Аделаида Павловна словно споткнулась. Она снова взяла в руку бутылку, словно собираясь из нее выпить, но бутылка была пуста. Старший инспектор внимательно за ней наблюдал.
Аделаида отчего-то занервничала, стала теребить свою брошь из искусственного янтаря. Потом все-таки ответила, но немногословно и будто нехотя.
– Про Руслана так скажу – самый порядочный из всех. Пришел в «Зодиак» еще до меня, лет десять назад. До коммерческого дорос, долю в компании получил. Женат на хорошей женщине. Ничего плохого не знаю, зря наговаривать не буду.
– Так кто все-таки хотел желать убитому зла?
– Да кому он был нужен? – снова прорвало Аделаиду Павловну. – Сашка-то? Да я же говорю, он целыми сутками работал: все документы какие-то готовил. Помню, зашла как-то в его кабинет убраться, а он спит на тахте. А вокруг бумаги разбросаны по полу: листы, листы. Все исчеркано. Стала подбирать с полу, да на стол аккуратно складывать. Думала, может выбросить что ненужное, заглянула, а там все про какое-то или «слияние», или «поглощение», или передачу акций, – ничего в этом не понимаю!
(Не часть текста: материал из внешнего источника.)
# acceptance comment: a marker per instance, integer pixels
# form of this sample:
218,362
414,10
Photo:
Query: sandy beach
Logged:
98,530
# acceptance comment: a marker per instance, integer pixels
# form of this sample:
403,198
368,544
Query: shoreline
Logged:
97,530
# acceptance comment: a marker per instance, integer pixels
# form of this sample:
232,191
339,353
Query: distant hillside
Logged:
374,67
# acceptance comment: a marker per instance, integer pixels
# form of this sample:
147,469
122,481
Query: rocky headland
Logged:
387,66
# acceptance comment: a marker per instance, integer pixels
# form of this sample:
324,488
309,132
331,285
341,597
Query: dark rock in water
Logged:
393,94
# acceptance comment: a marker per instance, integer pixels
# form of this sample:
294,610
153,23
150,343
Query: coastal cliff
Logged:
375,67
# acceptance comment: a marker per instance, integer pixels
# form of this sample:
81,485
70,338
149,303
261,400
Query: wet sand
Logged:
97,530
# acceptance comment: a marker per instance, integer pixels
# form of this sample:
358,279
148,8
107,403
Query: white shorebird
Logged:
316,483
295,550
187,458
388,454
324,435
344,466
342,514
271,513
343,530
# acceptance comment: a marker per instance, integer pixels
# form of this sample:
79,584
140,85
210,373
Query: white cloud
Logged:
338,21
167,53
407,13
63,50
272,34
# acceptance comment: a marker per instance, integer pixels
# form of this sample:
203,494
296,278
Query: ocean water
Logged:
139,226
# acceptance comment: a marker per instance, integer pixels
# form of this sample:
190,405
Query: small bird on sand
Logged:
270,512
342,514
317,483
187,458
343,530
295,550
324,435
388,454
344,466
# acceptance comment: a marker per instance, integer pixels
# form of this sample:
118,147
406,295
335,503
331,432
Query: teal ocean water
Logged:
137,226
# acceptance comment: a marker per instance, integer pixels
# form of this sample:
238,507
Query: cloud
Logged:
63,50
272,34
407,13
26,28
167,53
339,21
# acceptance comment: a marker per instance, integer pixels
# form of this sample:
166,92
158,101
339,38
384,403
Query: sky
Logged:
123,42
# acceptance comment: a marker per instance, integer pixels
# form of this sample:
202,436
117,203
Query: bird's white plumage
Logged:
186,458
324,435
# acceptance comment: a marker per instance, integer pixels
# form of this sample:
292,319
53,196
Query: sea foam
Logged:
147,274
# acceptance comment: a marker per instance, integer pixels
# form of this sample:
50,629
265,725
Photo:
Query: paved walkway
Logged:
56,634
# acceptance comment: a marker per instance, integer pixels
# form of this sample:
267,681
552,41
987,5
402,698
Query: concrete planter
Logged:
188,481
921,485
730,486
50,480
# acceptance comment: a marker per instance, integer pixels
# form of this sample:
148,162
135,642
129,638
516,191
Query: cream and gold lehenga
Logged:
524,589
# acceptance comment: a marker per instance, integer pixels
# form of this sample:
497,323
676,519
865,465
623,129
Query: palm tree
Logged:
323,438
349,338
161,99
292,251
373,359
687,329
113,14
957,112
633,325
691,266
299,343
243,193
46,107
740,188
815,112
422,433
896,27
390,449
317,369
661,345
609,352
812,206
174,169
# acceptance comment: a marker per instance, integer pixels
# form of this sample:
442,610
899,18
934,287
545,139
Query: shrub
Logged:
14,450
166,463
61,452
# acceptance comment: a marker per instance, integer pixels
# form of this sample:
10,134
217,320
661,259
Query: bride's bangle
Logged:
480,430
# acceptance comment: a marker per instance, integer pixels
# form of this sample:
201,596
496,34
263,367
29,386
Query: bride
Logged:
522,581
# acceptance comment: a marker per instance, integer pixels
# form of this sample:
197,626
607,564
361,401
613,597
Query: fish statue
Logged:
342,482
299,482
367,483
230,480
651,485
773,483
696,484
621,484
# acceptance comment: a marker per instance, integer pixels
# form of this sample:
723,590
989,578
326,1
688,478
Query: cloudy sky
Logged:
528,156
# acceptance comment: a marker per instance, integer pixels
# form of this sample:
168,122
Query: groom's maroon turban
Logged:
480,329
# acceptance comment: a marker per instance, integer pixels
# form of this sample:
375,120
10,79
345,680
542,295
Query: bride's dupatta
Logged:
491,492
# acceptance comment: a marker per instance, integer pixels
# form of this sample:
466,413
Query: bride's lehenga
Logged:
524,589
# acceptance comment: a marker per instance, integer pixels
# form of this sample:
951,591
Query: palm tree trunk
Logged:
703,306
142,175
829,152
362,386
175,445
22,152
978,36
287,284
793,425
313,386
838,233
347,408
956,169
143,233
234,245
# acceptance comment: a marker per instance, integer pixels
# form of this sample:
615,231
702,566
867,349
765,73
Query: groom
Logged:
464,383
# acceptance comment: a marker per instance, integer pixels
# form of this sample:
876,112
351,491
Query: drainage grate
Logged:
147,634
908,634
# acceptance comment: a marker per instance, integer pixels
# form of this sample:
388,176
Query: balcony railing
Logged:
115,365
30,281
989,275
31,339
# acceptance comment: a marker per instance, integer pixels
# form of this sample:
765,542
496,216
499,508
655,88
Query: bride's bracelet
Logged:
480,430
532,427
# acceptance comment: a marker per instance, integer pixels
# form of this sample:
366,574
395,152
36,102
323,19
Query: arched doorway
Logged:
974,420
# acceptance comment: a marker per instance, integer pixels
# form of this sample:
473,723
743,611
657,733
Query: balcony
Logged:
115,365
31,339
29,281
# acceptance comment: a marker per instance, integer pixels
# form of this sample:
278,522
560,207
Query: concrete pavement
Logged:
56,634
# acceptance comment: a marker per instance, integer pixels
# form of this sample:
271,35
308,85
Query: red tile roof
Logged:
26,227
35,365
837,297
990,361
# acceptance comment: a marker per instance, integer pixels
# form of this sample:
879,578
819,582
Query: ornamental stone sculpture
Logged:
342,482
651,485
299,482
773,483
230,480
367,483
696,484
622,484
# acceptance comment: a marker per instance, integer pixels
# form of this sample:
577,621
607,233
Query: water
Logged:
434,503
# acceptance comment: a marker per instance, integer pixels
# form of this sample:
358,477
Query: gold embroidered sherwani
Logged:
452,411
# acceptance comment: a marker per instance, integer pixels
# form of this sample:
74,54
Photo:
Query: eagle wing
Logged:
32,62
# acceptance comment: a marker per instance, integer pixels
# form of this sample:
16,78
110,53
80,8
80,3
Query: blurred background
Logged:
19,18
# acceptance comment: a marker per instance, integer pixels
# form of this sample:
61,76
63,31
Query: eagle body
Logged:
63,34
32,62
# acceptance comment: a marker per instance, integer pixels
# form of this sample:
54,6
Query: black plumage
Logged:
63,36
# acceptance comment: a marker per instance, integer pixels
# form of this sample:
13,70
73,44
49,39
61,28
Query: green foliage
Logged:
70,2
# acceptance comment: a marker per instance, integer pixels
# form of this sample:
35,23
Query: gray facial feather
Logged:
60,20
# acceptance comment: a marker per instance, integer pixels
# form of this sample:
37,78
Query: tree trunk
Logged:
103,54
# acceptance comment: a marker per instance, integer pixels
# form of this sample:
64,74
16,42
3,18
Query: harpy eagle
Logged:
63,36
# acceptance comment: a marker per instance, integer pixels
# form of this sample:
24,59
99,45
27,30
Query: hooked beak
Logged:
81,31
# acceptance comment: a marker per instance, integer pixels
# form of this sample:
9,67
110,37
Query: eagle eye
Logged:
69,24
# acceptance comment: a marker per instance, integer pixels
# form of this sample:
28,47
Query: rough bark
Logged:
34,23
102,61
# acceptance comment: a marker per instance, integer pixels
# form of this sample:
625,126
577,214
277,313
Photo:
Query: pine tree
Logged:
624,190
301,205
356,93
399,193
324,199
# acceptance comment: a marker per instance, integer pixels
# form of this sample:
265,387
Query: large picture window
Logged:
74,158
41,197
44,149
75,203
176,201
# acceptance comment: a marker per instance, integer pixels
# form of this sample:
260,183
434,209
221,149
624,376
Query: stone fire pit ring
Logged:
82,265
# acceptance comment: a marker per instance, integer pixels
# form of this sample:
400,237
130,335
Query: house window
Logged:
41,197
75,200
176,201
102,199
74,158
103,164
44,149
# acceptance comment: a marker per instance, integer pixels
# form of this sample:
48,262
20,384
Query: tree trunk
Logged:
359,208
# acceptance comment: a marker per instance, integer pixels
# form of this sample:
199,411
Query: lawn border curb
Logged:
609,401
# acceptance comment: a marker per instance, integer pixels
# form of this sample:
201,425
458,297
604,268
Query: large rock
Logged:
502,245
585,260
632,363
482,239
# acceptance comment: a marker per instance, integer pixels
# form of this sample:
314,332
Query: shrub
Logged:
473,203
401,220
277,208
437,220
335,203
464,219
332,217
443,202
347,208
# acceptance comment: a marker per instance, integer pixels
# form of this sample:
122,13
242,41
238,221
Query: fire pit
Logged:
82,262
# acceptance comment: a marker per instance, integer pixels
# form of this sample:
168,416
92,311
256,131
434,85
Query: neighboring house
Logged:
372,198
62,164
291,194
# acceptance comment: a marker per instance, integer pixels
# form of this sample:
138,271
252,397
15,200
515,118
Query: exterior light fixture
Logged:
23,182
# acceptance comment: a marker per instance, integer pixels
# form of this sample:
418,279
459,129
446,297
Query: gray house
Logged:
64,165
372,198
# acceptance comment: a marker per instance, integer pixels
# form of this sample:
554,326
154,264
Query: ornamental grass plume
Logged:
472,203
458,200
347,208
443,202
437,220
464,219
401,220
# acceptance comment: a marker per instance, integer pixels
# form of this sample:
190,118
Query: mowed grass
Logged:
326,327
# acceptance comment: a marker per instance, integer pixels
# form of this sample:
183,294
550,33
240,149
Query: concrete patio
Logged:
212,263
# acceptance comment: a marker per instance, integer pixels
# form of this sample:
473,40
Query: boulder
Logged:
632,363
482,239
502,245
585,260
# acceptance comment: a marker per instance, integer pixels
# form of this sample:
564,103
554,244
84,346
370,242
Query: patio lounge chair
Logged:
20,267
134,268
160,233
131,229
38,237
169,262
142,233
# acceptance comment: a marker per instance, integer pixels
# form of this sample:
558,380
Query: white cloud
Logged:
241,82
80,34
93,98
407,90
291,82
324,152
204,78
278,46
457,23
Так ничего выбрасывать не стала, все сложила аккуратными стопками ему на рабочий стол. Он так и не проснулся. Утром, правда, сильно меня ругал, мол, я ему два разных документа перепутала. Мол, ходил к директорам с докладом, а листы не те оказались. Получил нагоняй. Подумаешь, велика важность!
– Кого вы подозреваете в возможном покушении на него? – из последних сил задал вопрос старший инспектор.
– Да до чего ж он бестолковый, этот ваш инспектор, милочка! – возмущенно тряхнула головой Караваева. – Я же ему сказала уже три раза, что никому Сашка не был нужен, не было у него врагов в «Зодиаке». Я бы знала, я там каждый день кручусь с утра до вечера. Он же у директоров тоже вроде обслуги был, хоть внешне, вроде, как в друзьях. А на самом деле – принеси, подай! Литвинов его шпынял вечно, даже кличку ему придумал «Лысый». Взрослому-то парню разве не обидно? Но Литвинову было плевать. Ему вообще на все и на всех плевать. Мерзавец, говорю же, как есть мерзавец! Сашка сильно по этому поводу переживал, только виду не показывал. Боялся работу потерять, говорил: «Кто, мол, Ада, за меня мою ипотеку платить будет? Пушкин?»
– Пушкин – это тоже работник «Зодиака»? – поинтересовался совершенно запутавшийся Антонидис.
– Нет, нет, – улыбнулась Софья. – Пушкин – это наше все! Это великий русский поэт, это поговорка такая, я вам потом объясню!
Антонидис, отчаявшись понять, перешел к другой теме.
– Скажите, а когда вы встретили Клименко вчера, вы заметили откуда именно он шел? Может быть, он выходил из какого-то номера?
– Так мы когда на галерею спустились с верхней террасы по левой стороне, так и пошли. У нас номера шестой и седьмой, а у него – второй. Вот навстречу нам и попался, считай, на середине пути. А уж откуда шел, не знаю. Он не сказал, а я не спрашивала. Ладно, пора мне.
Аделаида Павловна встала, уперев руки в бока, и свысока посмотрела на замученного старшего инспектора.
– Все, что хотела сказать, я сказала. А вы думайте! Ехали отдыхать к вам сюда, а вон поди ж ты! Кто ж знал, что все так обернется? Вы полиция – вы и разбирайтесь! И что это за отпуск такой, я вас спрашиваю? А? Может мне кто-нибудь хоть что-нибудь объяснить?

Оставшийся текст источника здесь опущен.